Sunday, August 23, 2009

ALL, ANY, and SOME: The Three Stooges

Okay, I know there’s a customer in the Northwind database who placed an order on July 18, 1996, but I don’t know who it is. I don’t know how many orders the customer has placed… he may have placed a dozen for all I know… but that doesn’t matter. What I do know for sure is that this customer placed ALL his orders on 1996-07-18… every single one of ‘em.

So let’s try the following approach to find him:

select CustomerID
from Orders
group by CustomerID
having min(OrderDate)=max(OrderDate)
and min(OrderDate)='1996-07-18'
/*
CustomerID
----------
CENTC
*/
Well that’s nice, but a CustomerID really doesn’t mean anything to me. I really want to know the Company’s Name. So let’s take the above query and JOIN it with the Customers table:

select o.CustomerID
,c.CompanyName
from (select CustomerID
from Orders
group by CustomerID
having min(OrderDate)=max(OrderDate)
and min(OrderDate)='1996-07-18') o
join Customers c on o.CustomerID=c.CustomerID
/*
CustomerID CompanyName
---------- ----------------------------------------
CENTC Centro comercial Moctezuma
*/
Yep, that’s the guy! Centro commercial Moctezuma.

But wait a second… What was it that I had said again? I said, “this customer placed ALL his orders on 1996-07-18.”



Hey, isn’t there an ALL operator in SQL that hardly anyone ever uses? We could put together a query using that, and the query will be much more intuitive and easier to read! Hmmm… I wonder why this cool ALL operator isn’t used much… it seems to be pretty useful in this particular situation.

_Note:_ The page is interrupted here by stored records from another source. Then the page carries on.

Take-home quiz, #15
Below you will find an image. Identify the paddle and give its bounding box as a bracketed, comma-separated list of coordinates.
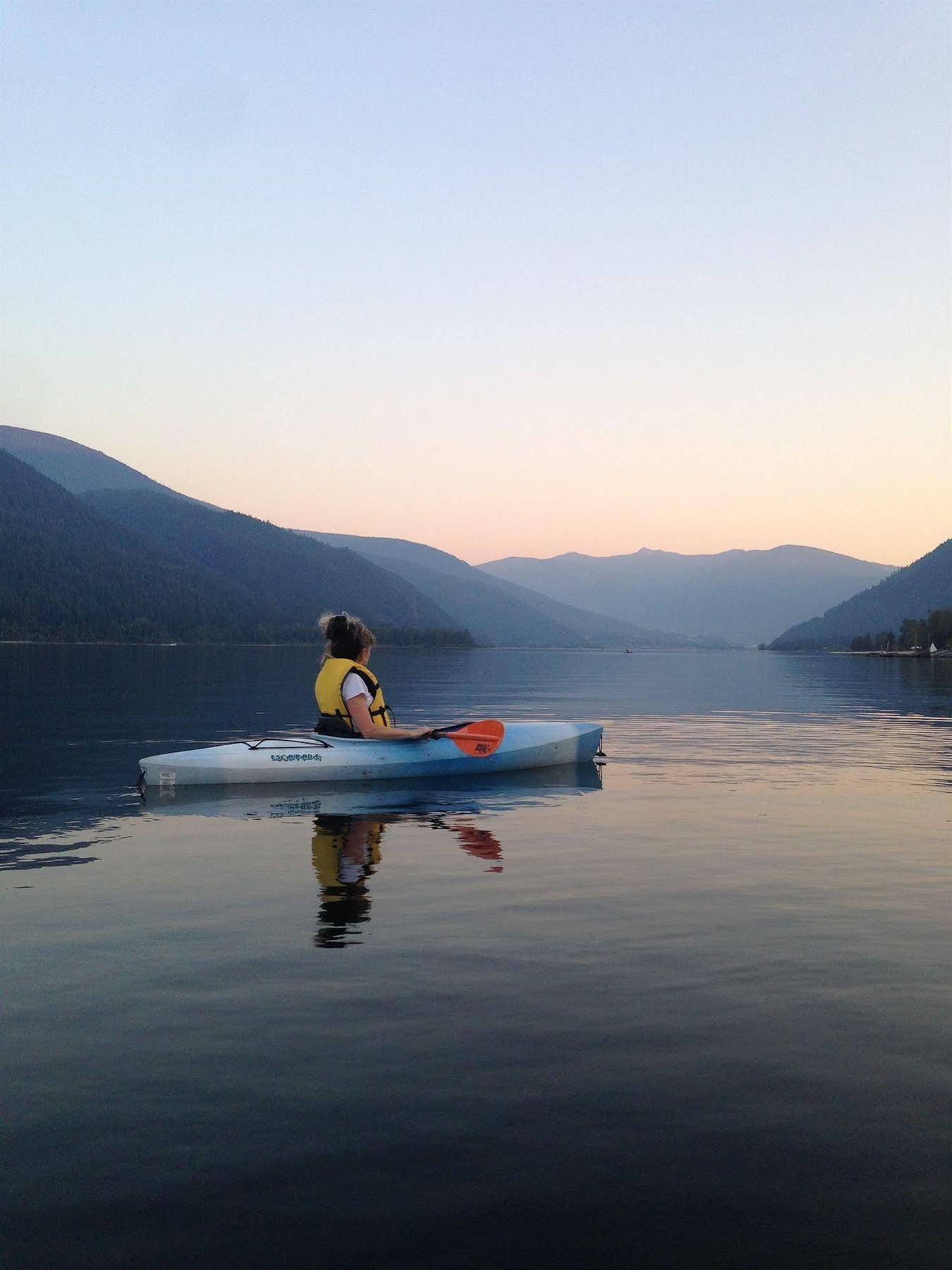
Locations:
[433, 719, 505, 758]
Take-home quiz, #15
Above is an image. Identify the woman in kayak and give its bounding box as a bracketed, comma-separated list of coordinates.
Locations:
[314, 613, 433, 740]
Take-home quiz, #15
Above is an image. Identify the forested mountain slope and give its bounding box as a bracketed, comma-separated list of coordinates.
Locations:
[0, 449, 274, 641]
[84, 490, 454, 627]
[0, 424, 185, 498]
[771, 538, 952, 651]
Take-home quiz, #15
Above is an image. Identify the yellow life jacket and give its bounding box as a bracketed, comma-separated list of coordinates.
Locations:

So let’s put together the following query, using a correlated sub-query, to return customers who have ALL their orders placed on 1996-07-18:

select CustomerID,CompanyName
from Customers
where '1996-07-18' = all (select OrderDate
from Orders
where CustomerID=Customers.CustomerID)
/*
CustomerID CompanyName
---------- ----------------------------------------
CENTC Centro comercial Moctezuma
FISSA FISSA Fabrica Inter. Salchichas S.A.
PARIS Paris spécialités
*/
Now ho-old on thar’! Our very first query only returned one customer. Who the heck are these other two guys?

Wait… let’s check their orders:

select OrderID,OrderDate
from Orders
where CustomerID in ('FISSA','PARIS')
/*
OrderID OrderDate
----------- -----------------------
NOTHING! NADA! ZIP! NO ORDERS FOR THESE GUYS!
DO NOT PASS GO! DO NOT COLLECT $200!
*/
Huh? What’s going on here? I thought the query with the ALL operator was quite specific and quite straightforward. Why did these jokers with no orders come out in the result?

Just to experiment further, instead of equals ALL, what about other comparison operators… greater than ALL, less than ALL, and not equal to ALL?

FISSA and PARIS appear in the result set of every one of those queries too!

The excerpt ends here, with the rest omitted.